On Oct 17, 2025, at 2:14 PM, Denis Ovsienko <[email protected]> wrote:
> This is a side effect of stripping all style formatting from the source
> man page, which in both the man page viewer and the HTML rendering [1]
> uses italics for the placeholders.
Or, for the man command on at least some UN*Xes, uses underlining for the
placeholders, mapping italics to underlining.
At least with 1) mandoc's version of the man command and 2) the Terminal
terminal emulator on my Mac, *if* the man command is writing to the terminal,
it uses escape sequences to italicize by using underlining. I think some
versions of nroff could do the same.
If I send the output of man to a file, it uses underscore, backspace, character
to italicize the character. The Terminal app doesn't turn those into italics,
but the more command does.
So there's no guaranteed mechanism to man italics visible in plain text.
Part of the problem here is that the -man macro package doesn't have sufficient
semantic markup - there's no way to mark something as an argument to a command
or command-line flag (for programs) or to a function (for APIs). I think
Berkeley's -mdoc package does a better job; unfortunately, it's not as
universally available as -man, so using it isn't an option.
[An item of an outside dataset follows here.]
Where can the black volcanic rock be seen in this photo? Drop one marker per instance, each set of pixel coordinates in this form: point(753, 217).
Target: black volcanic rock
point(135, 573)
The original V7 man page for the ar command uses .I to italicize arguments (and
.B for literal text, such as command-line flag names). I don't know to what
extent the folks at Bell Labs used printing terminals, where
underscoring-for-italicizing (and multiple-overstriking-for-boldfacing) would
work.
The POSIX/SUS "Utility Argument Syntax" section cited in an earlier message is
oriented towards print and rich-text display forms, in which italic text and
fixed-width text are distinguishable from "normal" text. They do mention the
angle bracket convention for command-argument variables, which is a convention
that probably grew up as an alternative to italicizing for use in contexts
where you didn't have italicizing, or even underscoring-for-italicizing,
available.
> However, running "rpcapd -h" prints a usage message that follows a
> different convention for placeholders:
The angle-bracket convention is an appropriate convention when it's
overwhelmingly likely that you're printing to a terminal, but there's no
guaranteed way to get italics or boldface.
> This formatting convention works well for a portable (i.e. ASCII) usage
> message, it is also rather common and can be seen in usage messages of
> GCC, Clang, CMake and many other programs. That said, for the man
> pages and the online HTML documentation Clang and CMake use angle
> brackets, whilst GCC uses italics.
Perhaps Clang and CMake are out of step with the general man-page convention.
I've generally just seen italicization.
So, a convention survey on various UN*Xes I have available on VMs:
Ubuntu 24.04:
GNU ar - in the man page, italics for placeholders
in the help message, nothing for command argument
placeholders, angle brackets for placeholders for short options, capital
letters for placeholders for long options
GNU ls - in the man page, italicized capital letters for placeholders
in the help message, capital letters for placeholders,
italicized if they're for long option and are optional
OpenSSH ftp - in the man page, italics for placeholders
in the help message, nothing special for placeholders
So, not surprisingly, no consistency, given that commands come from various
projects.
I suspect the same will be true of the BSDs, including CupertinoBSD; all of
them have made some attempt to replace GPLed commands with more permissively
licensed equivalents.
Solaris 11:
ar - in the man page, italics? (inverse text) for placeholders
in the help message, nothing special for placeholders
ls - in the man page, italics? (inverse text) for placeholders
in the help message, nothing special for placeholders
and, for a commercial UNIZ with no x86 version (so not available in any of my
VMs):
> For reference, AIX 7.1 sed uses yet another convention for both the man
> page and the usage message:
>
> Usage: sed [-n] [-u] Script [File ...]
> sed [-n] [-u] [-e Script] ... [-f Script_file] ... [File ...]
AIX... is, once again, *different* here.
> This way, one problem is that libpcap, tcpdump and tcpslice do not
> format the usage messages consistently and unambiguously, the use of
> angled brackets or uppercase placeholders would solve that.
I'd vote for angle brackets; I've seen that more than uppercase.
> Another problem is that the placeholders do not survive stripping the style
> from
> the man pages.
I'd vote for italics, as that seems to be what most man pages do; losing that
when stripping style will affect plenty of other projects' man pages as well.